After the service we were gathered found the door, and Barbara van der Want (Hutton), leaned forward to look around some people to see Mark Davies coming out of the church, and Cyprian pulled out a packet of cigarettes and offered her one saying, “All right, I know what you want.” All the smokers roared with laughter. As a non-smoker, I didn’t get it at first, but it appeared that at the conference Barbara had been bumming cigarettes off everyone so that she no longer had to ask.
That same night I borrowed a friend’s motorbike to take Barbara home to Kensington , where she lived. It was a puny 75cc bike, and could not make it over Sylvia Pass with both of us aboard, so we went the long way round via Gilooly’s farm. We planned to go to Evensong at Barbara’s home parish of St Andrew’s. Because of the detour, we were late, and because of the cold, we were both wearing blankets, as we did at Modderpoort. That set the cat among the pigeons. Churches were a good deal more fussy about how one dressed in those days, and the following Sunday the Rector, Tom Comber, preached a special sermon on it, in which he said that the only garment one needs to wear to church is the garment of charity.
And to close off, here’s an extract from my diary for 3 July 1964, at the ASF conference, which mentions both Stephen Gawe and Noel Lebenya.
I woke up feeling sick, so did not go to Mass, but got up for breakfast at 8 am. Then Miss D. Aitken, principal of the Rhenish High School at Stellenbosch, spoke on Evolution, Science and Christianity, which was largely based on Pierre Teilhard de Chardin.
In the afternoon the Bishop of Bloemfontein gave a review of The Primal Vision which was interesting, but not of much use to people who had not read the book, and most hadn’t.

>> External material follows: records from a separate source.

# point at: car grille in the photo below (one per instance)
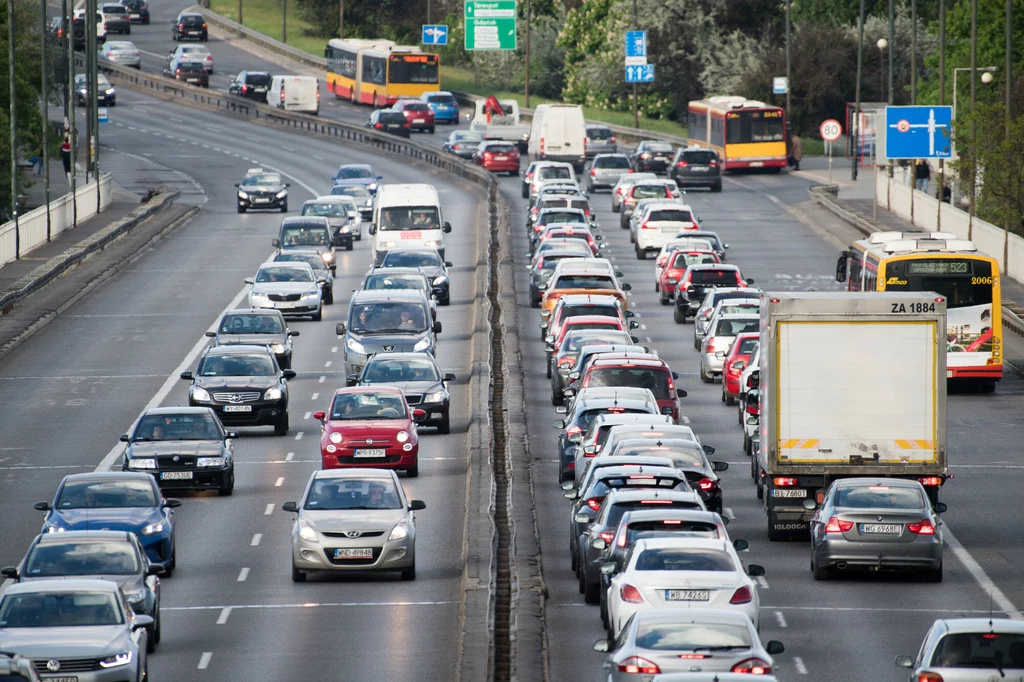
(237, 397)
(67, 665)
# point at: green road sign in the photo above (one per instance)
(491, 25)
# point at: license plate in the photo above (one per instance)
(686, 595)
(882, 528)
(788, 494)
(353, 553)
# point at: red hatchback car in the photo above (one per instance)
(498, 157)
(735, 361)
(370, 426)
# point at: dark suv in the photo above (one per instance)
(696, 167)
(251, 85)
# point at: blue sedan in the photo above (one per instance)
(116, 501)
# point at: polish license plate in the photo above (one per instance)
(788, 494)
(881, 528)
(353, 553)
(686, 595)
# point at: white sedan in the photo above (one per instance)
(662, 572)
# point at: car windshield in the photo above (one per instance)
(284, 274)
(177, 427)
(368, 406)
(395, 371)
(105, 494)
(692, 636)
(334, 494)
(987, 650)
(388, 317)
(305, 237)
(237, 366)
(254, 324)
(684, 559)
(400, 258)
(879, 497)
(82, 558)
(59, 609)
(261, 178)
(409, 217)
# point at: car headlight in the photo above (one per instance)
(117, 659)
(306, 531)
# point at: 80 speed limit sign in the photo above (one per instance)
(830, 130)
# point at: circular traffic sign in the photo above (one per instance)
(830, 130)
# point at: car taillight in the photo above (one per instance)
(631, 594)
(923, 527)
(753, 667)
(836, 525)
(741, 596)
(639, 666)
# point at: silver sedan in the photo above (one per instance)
(353, 519)
(877, 524)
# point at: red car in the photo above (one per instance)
(735, 361)
(498, 157)
(418, 114)
(370, 426)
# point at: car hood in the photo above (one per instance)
(77, 642)
(197, 448)
(131, 518)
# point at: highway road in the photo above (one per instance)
(79, 383)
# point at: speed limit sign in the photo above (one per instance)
(830, 130)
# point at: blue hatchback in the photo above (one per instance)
(116, 501)
(443, 104)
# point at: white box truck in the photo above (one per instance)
(851, 384)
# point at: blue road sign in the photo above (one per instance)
(636, 43)
(434, 34)
(640, 74)
(918, 132)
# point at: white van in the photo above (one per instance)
(559, 133)
(294, 93)
(407, 215)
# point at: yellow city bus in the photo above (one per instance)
(379, 72)
(744, 133)
(951, 267)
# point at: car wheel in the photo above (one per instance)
(281, 428)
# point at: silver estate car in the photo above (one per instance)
(679, 640)
(877, 524)
(353, 519)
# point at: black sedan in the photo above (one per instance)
(182, 448)
(244, 385)
(424, 385)
(429, 262)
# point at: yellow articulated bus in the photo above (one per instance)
(379, 73)
(744, 133)
(951, 267)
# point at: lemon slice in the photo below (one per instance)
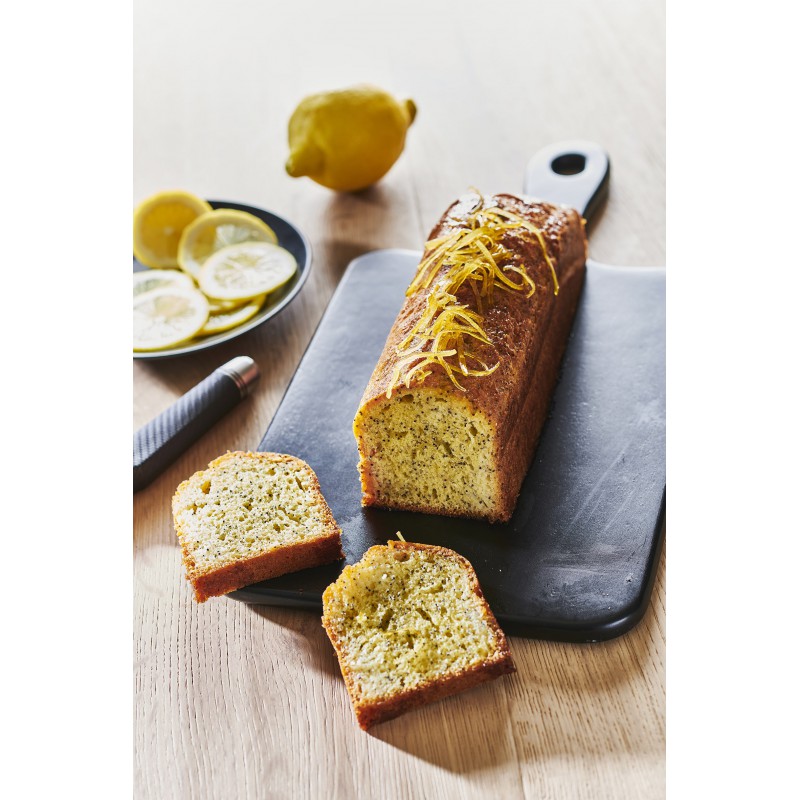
(158, 223)
(166, 317)
(151, 279)
(225, 320)
(243, 271)
(220, 306)
(218, 229)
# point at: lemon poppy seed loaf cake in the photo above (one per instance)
(449, 421)
(410, 625)
(249, 517)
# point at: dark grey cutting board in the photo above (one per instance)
(577, 560)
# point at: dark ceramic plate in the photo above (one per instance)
(290, 238)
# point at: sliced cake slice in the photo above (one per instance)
(249, 517)
(410, 625)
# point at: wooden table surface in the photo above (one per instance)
(234, 701)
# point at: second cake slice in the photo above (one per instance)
(410, 625)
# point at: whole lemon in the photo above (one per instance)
(348, 139)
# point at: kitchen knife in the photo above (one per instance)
(157, 444)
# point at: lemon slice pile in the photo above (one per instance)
(234, 257)
(159, 223)
(215, 230)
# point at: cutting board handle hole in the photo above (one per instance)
(568, 164)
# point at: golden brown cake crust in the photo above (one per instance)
(372, 712)
(528, 335)
(323, 549)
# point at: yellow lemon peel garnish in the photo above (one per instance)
(472, 255)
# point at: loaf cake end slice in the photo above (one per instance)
(249, 517)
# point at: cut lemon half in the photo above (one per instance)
(151, 279)
(244, 271)
(225, 320)
(166, 317)
(159, 222)
(215, 230)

Reports from discussion groups showed that most people had dismissed it as being of no value whatever.
In the evening we sang songs, and then later on a few of us – John de Beer, Noel Lebenya, Stephen Gawe and I, sat around talking long after midnight. Noel told us about his many girlfriends, and his steady in Bloemfontein. The rest of us argued with him about this – saying that if he expected to be able to trust his steady, she should be able to trust him. He is a nice guy, went to school in Thaba Nchu, and then worked for a while, and is now in his first year at Turfloop, doing social work. He had taken to wearing a blanket around the place, and it seems to suit him. His grandfather was a Mosotho.
Everyone else drifted off to bed, and only Stephen Gawe and I were left. We played a couple of games of chess – he beat me easily both times. Then we talked about people at the conference, and who would be suitable to elect to the executive at the AGM tomorrow. Mike Stevenson was the obvious choice for President, if he would stand again. Stephen thought Clive Whitford for Vice-President, and I thought Jeremiah Mosimane would be better. He is doing 2nd year BA at Turfloop. We both thought Mavourneen Moffett would be good as Secretary. Then, as it was about 4 am, we said Mattins together, and prayed, and went to bed, lying next to the fire in the common room.
One of the nice things about blogging is that it one suddenly gets discovered by old friends, or their children, so the last few weeks have been very interesting.